Opinión

He aquí el hombre

He aquí al hombre, a ese hombre que lleva un año largo enfrentando todo lo que le ha arrojado esta vil pandemia. Cada día un capítulo distinto, cada momento un libreto social, emocional y corporal que solo conduce a signos de interrogación que han encontrado respuesta en salvarse, superar el virus, la tonta indolencia, la falta de empatía ante la situación o la tragedia, la muerte misma. He aquí a ese hombre, ese que puede ser usted, que es uno de sus familiares, que es un conocido, un amigo y que, cuando toca su corazón, mueve las fibras y duele.

He aquí al hombre. A ese hombre que, a punta de tesón, sin importar si tuvo o no un estudio, si fue profesional o si se llenó de diplomas, logró tomar la vida por los cachos y sacar adelante a los suyos. Su pueblo, Anolaima, perdido en las montañas de Cundinamarca, le quedó pequeño. Él sentía que tenía que dar más. Se casó joven y eligió bien, no esperó encontrar el amor en la gran ciudad, confió en sus raíces y con Paulina, anolaimuna por demás, construyó un hogar cimentado en el respeto. Más de cinco décadas de amor al son de tres hijos: Édgar, Javier y Diana.

He aquí al hombre. A ese que, como muchos, porque sí: los buenos son más por más que vivamos en una Colombia que a diario se esfuerza por echar al piso esa premisa; ese hombre se labró su camino al son de la observación y la tenacidad. Miraba y aprendía, acá y allá, en una bodega o un taller. Y, paso a paso, ese petiso de Anolaima un día montó su propio taller. Los hijos crecían y el quería darles lo que él no tuvo: lo mejor de lo mejor. Y ese impulso llegó en medio del apagón que se vivió en el inicio de la década de los noventa con el gobierno de César Gaviria. En la penumbra le llegó la luz y de qué manera. El taller de plantas eléctricas de ese hombre no daba abasto, era agua en medio del Sahara.

He aquí al hombre, ese hombre que logró el éxito. Sus hijos tuvieron lo mejor al son de lo que dieron su padre y su madre con humildad, sin perder la esencia. Perfecta simbiosis y ejemplo de lo que es la perseverancia, la honradez, la berraquera.

Un hombre menudo, poco elocuente, más analítico a la hora de evaluar a quién le soltaba su confianza para opinar de política, fútbol, tomarse unas polas, jugar tejo y comer buena fritanga. En la mano derecha, por lo regular, llevaba una manicartera, esa especie de híbrido de billetera gigante con canguro color caqui, que era un sello de calidad de esos hombres de antaño.

Eccehomo, he aquí el hombre, en su significado en lengua castellana, se llamaba. Murió en la sala de urgencias de atención al covid de la clínica Colombia. No tenía el virus, no murió por culpa del virus, pero todo el entorno de esta enfermedad aportó cuotas para su muerte.

La simple sospecha hace que muchos colombianos queden ahí, en medio de ese tornado de una clínica en donde llegan y llegan pacientes con el virus. En donde la tos pulula, la angustia se respira y la muerte marca estadísticas cada minuto.

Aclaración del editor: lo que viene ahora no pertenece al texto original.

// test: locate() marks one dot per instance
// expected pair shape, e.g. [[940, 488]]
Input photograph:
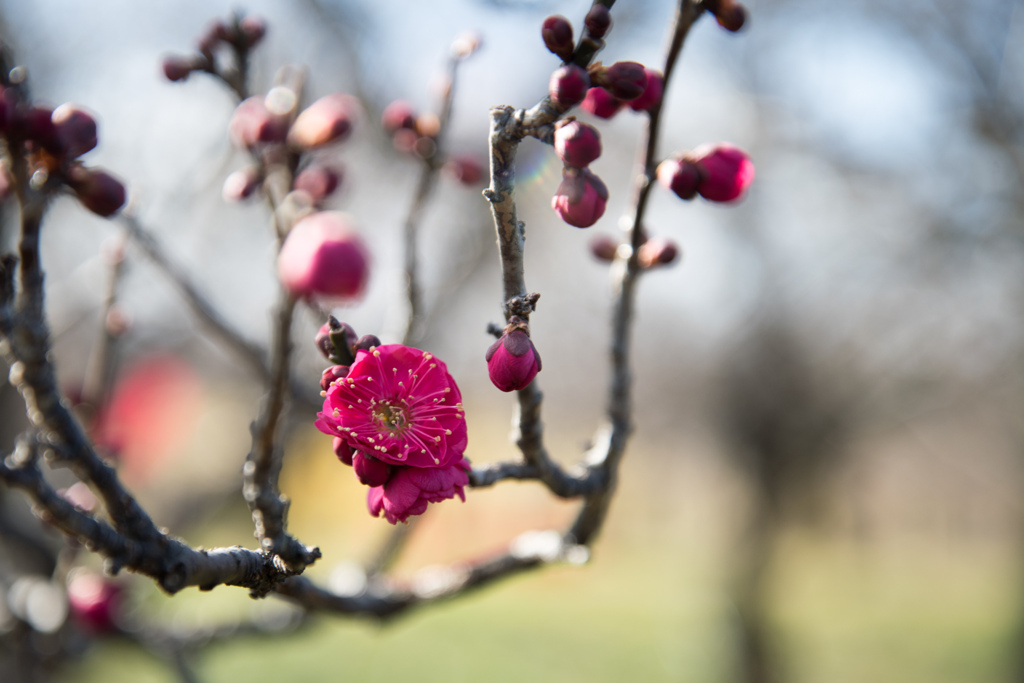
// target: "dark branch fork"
[[130, 539]]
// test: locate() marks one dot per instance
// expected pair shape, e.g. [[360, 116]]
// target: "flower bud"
[[625, 80], [317, 181], [93, 602], [557, 34], [369, 470], [328, 120], [331, 374], [656, 251], [323, 256], [177, 68], [241, 184], [726, 171], [76, 129], [568, 85], [336, 341], [730, 14], [252, 123], [465, 169], [98, 191], [651, 93], [252, 29], [601, 103], [513, 360], [367, 342], [604, 248], [343, 451], [679, 175], [397, 116], [577, 143], [598, 20], [580, 199]]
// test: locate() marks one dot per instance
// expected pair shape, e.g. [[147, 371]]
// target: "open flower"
[[400, 406], [411, 488]]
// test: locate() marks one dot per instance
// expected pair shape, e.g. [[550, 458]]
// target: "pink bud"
[[513, 360], [93, 602], [601, 103], [343, 451], [253, 29], [98, 191], [726, 171], [625, 80], [317, 181], [656, 251], [651, 93], [241, 184], [568, 85], [328, 120], [598, 20], [369, 470], [323, 256], [557, 34], [177, 68], [604, 248], [252, 123], [466, 170], [580, 199], [331, 374], [75, 128], [578, 143], [396, 116], [679, 175]]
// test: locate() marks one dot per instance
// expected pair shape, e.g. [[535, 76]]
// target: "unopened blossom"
[[398, 404], [410, 489]]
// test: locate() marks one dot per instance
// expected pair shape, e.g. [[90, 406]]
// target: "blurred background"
[[825, 478]]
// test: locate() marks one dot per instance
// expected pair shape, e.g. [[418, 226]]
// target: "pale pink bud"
[[578, 143], [604, 248], [328, 120], [331, 374], [323, 256], [625, 80], [317, 181], [241, 184], [98, 191], [656, 251], [601, 103], [513, 360], [726, 171], [396, 116], [253, 123], [177, 68], [75, 128], [580, 199], [343, 451], [598, 20], [557, 34], [651, 93], [369, 470], [679, 175], [466, 170], [568, 85]]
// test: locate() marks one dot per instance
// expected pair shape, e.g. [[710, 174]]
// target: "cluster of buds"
[[323, 256], [417, 134], [48, 142], [512, 359], [718, 172], [396, 418], [238, 35], [272, 129]]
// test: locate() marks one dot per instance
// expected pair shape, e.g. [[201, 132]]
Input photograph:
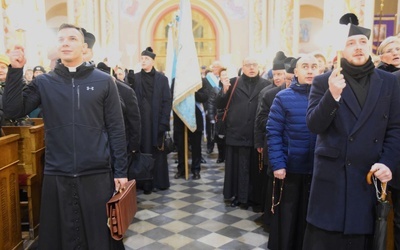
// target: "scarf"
[[358, 78], [148, 84]]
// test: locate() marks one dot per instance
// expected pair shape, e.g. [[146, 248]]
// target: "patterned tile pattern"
[[192, 214]]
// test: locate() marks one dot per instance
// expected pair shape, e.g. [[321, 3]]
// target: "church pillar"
[[283, 27], [109, 31], [257, 26], [82, 13]]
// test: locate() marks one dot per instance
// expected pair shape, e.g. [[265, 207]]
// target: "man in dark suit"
[[154, 99], [354, 111], [242, 176]]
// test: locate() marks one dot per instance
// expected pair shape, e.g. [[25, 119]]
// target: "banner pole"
[[185, 138]]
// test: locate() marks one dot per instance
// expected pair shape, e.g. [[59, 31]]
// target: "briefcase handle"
[[372, 179]]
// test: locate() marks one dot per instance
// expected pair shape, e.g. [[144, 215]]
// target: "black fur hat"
[[149, 52], [354, 29]]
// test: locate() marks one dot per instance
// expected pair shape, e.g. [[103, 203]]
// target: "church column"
[[2, 27], [283, 27], [82, 13], [109, 30], [257, 26]]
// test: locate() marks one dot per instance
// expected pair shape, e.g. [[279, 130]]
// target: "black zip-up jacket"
[[82, 116]]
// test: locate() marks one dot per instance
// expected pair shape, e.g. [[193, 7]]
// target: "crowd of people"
[[299, 139]]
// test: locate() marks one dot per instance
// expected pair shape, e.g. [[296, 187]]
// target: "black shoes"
[[196, 176], [179, 175], [235, 203]]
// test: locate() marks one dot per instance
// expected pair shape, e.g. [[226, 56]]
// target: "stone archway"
[[217, 17]]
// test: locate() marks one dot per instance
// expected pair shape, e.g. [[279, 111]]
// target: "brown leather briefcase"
[[121, 210]]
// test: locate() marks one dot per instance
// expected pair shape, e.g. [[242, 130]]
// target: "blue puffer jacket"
[[290, 143]]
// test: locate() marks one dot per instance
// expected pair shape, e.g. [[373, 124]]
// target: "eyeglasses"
[[390, 51], [273, 195], [248, 65]]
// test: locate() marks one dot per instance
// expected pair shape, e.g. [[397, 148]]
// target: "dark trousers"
[[316, 239], [195, 143], [221, 147], [210, 136], [396, 209]]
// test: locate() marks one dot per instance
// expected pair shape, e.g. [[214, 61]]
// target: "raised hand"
[[17, 57], [336, 83]]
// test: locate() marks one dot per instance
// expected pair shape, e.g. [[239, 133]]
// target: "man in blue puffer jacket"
[[83, 127], [291, 153]]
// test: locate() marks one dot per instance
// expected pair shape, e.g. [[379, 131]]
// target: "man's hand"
[[336, 83], [280, 174], [382, 172], [120, 183], [225, 84], [17, 57]]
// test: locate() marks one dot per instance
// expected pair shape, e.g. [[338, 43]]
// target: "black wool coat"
[[242, 110]]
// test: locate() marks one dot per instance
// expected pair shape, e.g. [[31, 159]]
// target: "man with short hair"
[[241, 159], [83, 120], [90, 40], [290, 152], [154, 99], [38, 70], [354, 110]]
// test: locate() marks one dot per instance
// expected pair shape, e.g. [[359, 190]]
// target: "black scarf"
[[358, 78], [250, 83], [148, 84]]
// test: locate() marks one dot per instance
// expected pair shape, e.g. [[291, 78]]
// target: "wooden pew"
[[10, 233], [31, 150]]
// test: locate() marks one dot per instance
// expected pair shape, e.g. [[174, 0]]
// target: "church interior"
[[191, 214]]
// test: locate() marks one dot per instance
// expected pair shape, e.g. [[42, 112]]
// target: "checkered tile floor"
[[192, 215]]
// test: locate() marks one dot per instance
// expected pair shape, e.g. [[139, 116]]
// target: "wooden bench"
[[10, 232], [31, 150]]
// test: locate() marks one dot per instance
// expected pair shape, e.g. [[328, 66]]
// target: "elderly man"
[[354, 112], [241, 159], [154, 99]]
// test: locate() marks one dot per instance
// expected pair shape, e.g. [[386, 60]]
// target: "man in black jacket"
[[83, 119], [241, 159]]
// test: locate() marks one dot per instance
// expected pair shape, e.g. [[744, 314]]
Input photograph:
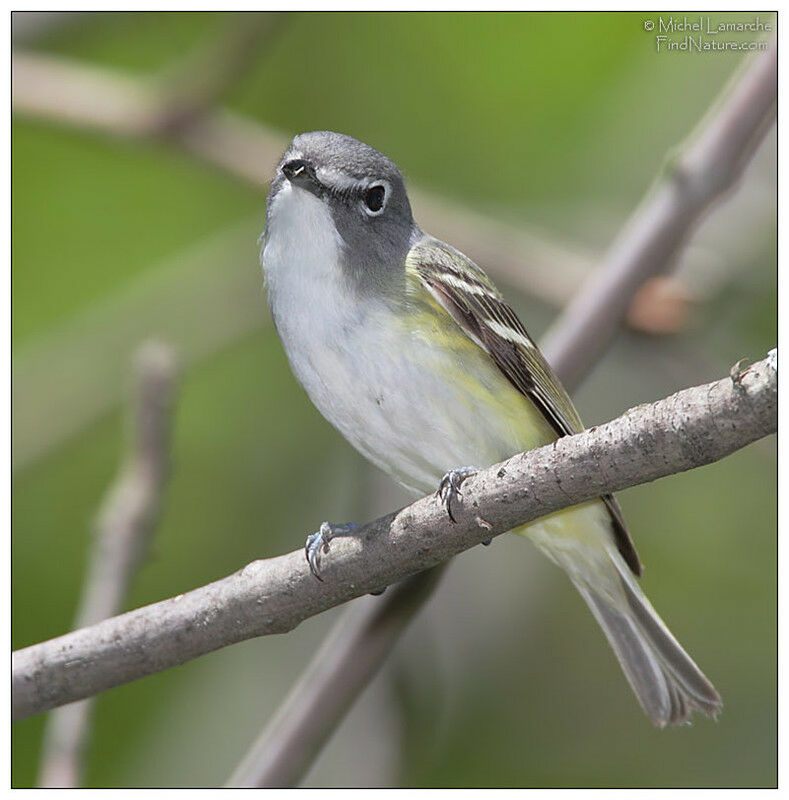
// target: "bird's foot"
[[318, 543], [449, 488]]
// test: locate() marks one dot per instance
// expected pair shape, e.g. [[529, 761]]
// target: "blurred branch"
[[689, 429], [320, 699], [74, 94], [697, 175], [123, 528], [349, 657], [201, 82]]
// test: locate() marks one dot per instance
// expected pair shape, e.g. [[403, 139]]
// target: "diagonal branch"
[[123, 528], [698, 174], [725, 140], [276, 594]]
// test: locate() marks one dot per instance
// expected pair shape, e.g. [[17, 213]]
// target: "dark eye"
[[374, 198]]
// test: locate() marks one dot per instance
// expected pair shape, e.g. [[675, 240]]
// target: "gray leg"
[[318, 542], [449, 488]]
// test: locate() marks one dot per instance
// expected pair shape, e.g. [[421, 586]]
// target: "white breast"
[[383, 388]]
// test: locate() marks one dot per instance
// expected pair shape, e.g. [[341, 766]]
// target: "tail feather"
[[665, 679]]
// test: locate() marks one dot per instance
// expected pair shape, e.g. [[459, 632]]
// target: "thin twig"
[[298, 731], [697, 175], [70, 93], [574, 345], [691, 428], [197, 85], [123, 528]]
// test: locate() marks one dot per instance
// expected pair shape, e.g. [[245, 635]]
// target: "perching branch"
[[197, 86], [349, 657], [689, 429], [728, 137], [697, 175], [122, 531]]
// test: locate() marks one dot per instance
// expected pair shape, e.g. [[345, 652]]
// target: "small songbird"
[[410, 351]]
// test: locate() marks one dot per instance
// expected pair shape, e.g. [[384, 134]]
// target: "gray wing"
[[478, 307]]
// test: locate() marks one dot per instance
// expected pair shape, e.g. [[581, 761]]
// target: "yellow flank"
[[578, 539], [478, 382]]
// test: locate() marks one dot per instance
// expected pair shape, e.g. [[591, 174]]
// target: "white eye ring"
[[374, 199]]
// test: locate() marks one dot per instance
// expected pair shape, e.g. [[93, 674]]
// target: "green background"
[[556, 123]]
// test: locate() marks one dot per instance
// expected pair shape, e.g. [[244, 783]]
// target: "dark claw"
[[318, 543], [312, 552], [450, 487]]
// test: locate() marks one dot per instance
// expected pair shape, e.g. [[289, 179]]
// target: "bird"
[[410, 351]]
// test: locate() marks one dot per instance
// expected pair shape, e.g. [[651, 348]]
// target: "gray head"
[[365, 195]]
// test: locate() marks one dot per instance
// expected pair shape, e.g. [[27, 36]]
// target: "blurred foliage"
[[556, 121]]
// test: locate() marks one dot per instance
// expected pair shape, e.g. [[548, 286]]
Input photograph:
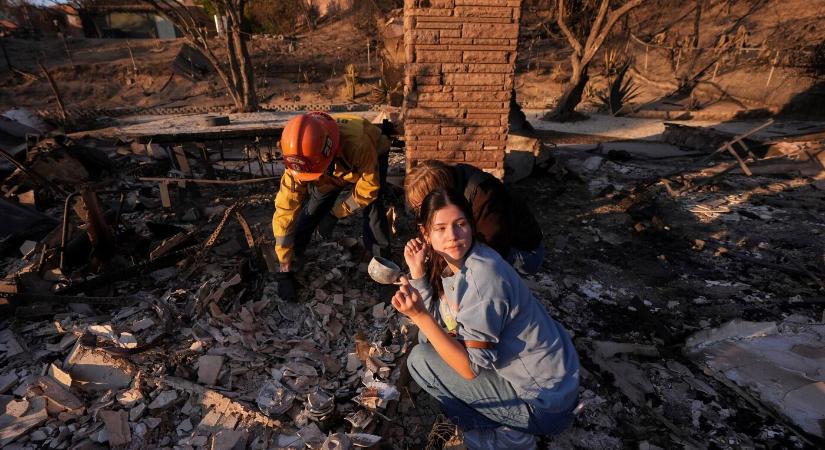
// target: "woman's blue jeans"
[[487, 401]]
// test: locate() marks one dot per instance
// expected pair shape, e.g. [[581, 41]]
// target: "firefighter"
[[324, 156]]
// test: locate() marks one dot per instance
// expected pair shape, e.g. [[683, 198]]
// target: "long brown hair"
[[433, 202], [424, 178]]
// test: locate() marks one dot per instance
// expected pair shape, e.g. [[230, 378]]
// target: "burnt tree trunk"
[[697, 20], [566, 107], [585, 48], [240, 65], [236, 70]]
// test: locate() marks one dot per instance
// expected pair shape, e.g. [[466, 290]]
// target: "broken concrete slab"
[[13, 427], [780, 365], [117, 426], [93, 369], [129, 398], [7, 381], [209, 367], [163, 400], [61, 376], [229, 440], [59, 397], [136, 412]]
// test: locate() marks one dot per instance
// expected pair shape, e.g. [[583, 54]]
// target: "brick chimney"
[[458, 80]]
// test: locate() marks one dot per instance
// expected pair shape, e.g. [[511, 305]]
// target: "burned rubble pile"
[[131, 325], [697, 308]]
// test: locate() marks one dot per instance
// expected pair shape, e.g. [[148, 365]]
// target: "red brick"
[[436, 113], [478, 88], [488, 41], [465, 146], [440, 155], [486, 106], [478, 122], [456, 41], [482, 155], [477, 47], [489, 11], [486, 57], [430, 12], [474, 79], [433, 104], [435, 97], [501, 96], [452, 130], [428, 81], [420, 129], [490, 31], [427, 70], [487, 112], [484, 131], [511, 3], [424, 36], [431, 56], [485, 164], [425, 25], [467, 20]]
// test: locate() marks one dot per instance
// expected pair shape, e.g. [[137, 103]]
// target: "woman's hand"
[[414, 254], [408, 300]]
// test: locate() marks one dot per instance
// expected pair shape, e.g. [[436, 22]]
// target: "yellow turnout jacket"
[[355, 166]]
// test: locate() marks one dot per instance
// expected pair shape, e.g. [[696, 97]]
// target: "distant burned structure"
[[460, 58], [132, 19]]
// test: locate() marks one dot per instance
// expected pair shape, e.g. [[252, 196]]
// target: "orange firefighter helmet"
[[309, 142]]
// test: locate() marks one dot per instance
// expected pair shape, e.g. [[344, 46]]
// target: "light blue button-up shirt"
[[531, 350]]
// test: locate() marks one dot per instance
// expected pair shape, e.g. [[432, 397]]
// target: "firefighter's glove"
[[326, 226]]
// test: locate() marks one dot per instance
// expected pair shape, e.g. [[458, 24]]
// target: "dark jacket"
[[502, 220]]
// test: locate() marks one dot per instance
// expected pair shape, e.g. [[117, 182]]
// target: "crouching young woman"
[[502, 369]]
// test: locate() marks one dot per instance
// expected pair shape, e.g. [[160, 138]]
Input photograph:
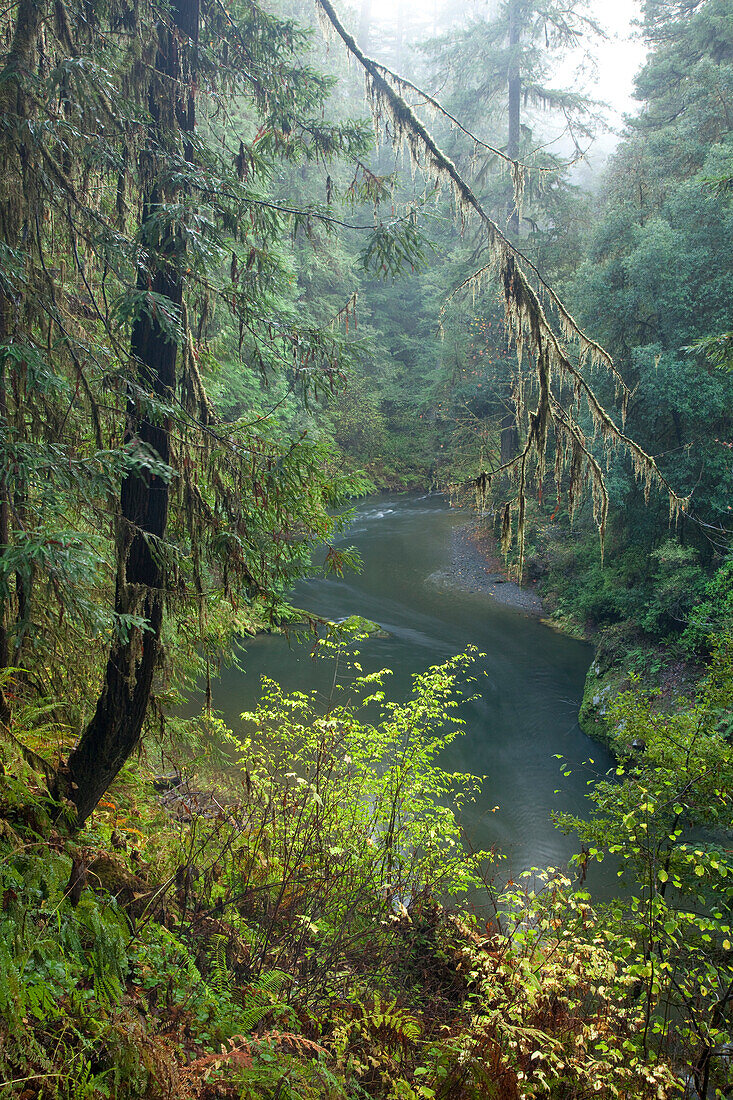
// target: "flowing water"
[[529, 694]]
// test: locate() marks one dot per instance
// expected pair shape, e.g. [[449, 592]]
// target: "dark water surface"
[[528, 697]]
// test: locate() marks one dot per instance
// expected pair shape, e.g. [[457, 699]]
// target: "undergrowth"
[[298, 930]]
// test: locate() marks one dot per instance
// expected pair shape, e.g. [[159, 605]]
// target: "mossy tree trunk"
[[117, 724]]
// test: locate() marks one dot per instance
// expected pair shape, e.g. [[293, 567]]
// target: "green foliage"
[[665, 820]]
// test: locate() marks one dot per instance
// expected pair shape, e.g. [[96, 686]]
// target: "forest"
[[272, 271]]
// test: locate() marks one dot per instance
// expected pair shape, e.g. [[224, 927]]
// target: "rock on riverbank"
[[473, 568]]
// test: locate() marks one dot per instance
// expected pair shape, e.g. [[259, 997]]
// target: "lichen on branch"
[[560, 353]]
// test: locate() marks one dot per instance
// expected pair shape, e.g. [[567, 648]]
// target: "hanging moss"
[[559, 349]]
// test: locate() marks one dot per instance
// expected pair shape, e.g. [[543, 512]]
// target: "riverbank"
[[476, 568]]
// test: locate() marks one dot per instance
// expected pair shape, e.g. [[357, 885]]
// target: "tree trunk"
[[510, 436], [514, 86], [13, 107], [365, 25], [141, 581]]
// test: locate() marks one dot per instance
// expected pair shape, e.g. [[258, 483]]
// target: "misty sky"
[[619, 58]]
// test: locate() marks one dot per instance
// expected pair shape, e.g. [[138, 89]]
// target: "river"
[[529, 694]]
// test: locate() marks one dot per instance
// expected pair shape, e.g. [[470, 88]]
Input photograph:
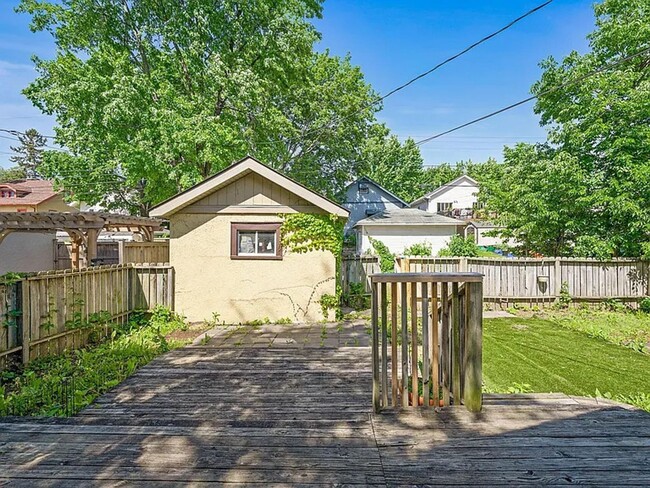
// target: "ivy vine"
[[303, 232]]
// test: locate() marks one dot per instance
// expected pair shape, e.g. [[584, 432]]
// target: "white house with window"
[[457, 199], [365, 197]]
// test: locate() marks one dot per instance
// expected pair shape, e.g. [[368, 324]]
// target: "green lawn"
[[538, 355]]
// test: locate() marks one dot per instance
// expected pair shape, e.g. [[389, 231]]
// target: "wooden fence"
[[119, 252], [528, 281], [432, 353], [58, 310]]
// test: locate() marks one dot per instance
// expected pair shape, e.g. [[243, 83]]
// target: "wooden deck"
[[278, 415]]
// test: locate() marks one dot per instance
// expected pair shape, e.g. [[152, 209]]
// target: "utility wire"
[[533, 97], [467, 49], [436, 67]]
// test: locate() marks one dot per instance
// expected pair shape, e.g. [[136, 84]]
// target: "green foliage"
[[330, 302], [89, 372], [618, 325], [29, 154], [587, 192], [396, 166], [592, 247], [644, 306], [283, 321], [552, 358], [460, 246], [418, 249], [386, 258], [11, 174], [519, 388], [304, 232], [356, 297], [565, 298], [152, 97]]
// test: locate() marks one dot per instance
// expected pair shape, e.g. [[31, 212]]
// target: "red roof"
[[27, 192]]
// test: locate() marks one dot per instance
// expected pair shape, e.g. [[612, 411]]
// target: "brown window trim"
[[251, 227]]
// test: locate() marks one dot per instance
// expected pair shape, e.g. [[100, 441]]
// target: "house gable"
[[248, 186], [463, 183], [252, 193]]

Javier vio morir a su padre en sus brazos. Una enfermera muy humana dejó que padre e hijo tuvieran ese momento. Un privilegio en medio de esta situación en la que la soledad es la única compañía para un humano que está en una clínica en zona del virus.

Hubo paz para don Eccehomo, quien llevó su vida con la frente en alto al son de un nombre italiano que es una rareza en nuestro entorno. Hubo sabiduría al elegir ese nombre: ¡Eccehomo, he aquí al hombre, un gran hombre! Otro que se fue a causa de esta pandemia llena de dolor.